Forgoing tactile, interactive activities for electronic entertainment might be the easier route when raising children, but it’s not the wisest. Too much time playing with gadgets can interfere with adolescents’ speech and language development, as well as lead to obesity.
Who would have thought that an object created out of necessity more than 200 years ago would become the choice gift for kids centuries later? Apparently, quite a few people.
The creators of Nickelodeon’s Rugrats certainly knew that kids loved boxes. They created a number of episodes centered around the humble object, including one from the second season called "The Box" that first aired in 1993.
In it, the babies get hold of a large cardboard box (that used to contain a play set called the Kiddie Carnival that Tommy's dad Stu spends the entirety of the episode building).
Like an empty canvas, the box inspires a number of vivid make-believe games amongst the kids. Chuckie imagines it as an airplane. Tommy envisions himself dancing by a campfire in a jungle. The twins engage in a sword fight using ripped off pieces from the box.
"You dumb babies! It's just a stupid BOX!" Angelica shrieks at them later in the episode. She doesn't understand how they can be so entranced by such a simple object. She obviously doesn't get "it."

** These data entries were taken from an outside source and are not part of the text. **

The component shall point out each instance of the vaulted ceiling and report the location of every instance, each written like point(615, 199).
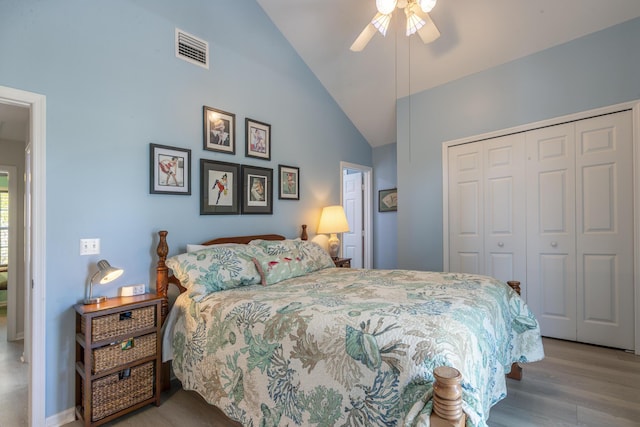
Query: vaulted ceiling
point(475, 36)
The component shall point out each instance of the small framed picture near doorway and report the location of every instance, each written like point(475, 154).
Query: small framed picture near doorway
point(258, 139)
point(257, 190)
point(388, 200)
point(170, 169)
point(219, 188)
point(289, 188)
point(219, 130)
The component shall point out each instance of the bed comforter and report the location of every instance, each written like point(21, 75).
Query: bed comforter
point(351, 347)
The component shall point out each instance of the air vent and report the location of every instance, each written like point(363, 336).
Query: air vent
point(192, 49)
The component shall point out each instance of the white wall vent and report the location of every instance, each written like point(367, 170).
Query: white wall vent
point(192, 49)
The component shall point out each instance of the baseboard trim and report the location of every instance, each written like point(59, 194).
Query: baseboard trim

But other pop culture icons do. Sponge Bob once ordered a large television just so that he could play with the box it came in. Andy Samberg and Justin Timberlake revolutionized the multivalent uses of a box with their Emmy award-winning 2009 song, "Dick in a Box."
And who could forget Playhouse Disney's 1998 children's show, Out of the Box?
The entire focal point of that series revolved around the magical shenanigans that went on inside of a playhouse constructed entirely out of boxes.
So this holiday season, save yourself some money and give the gift of a box.
Just make sure it's really big and that the person you're giving it to is under the age of 5. Any older and they'll just resent you.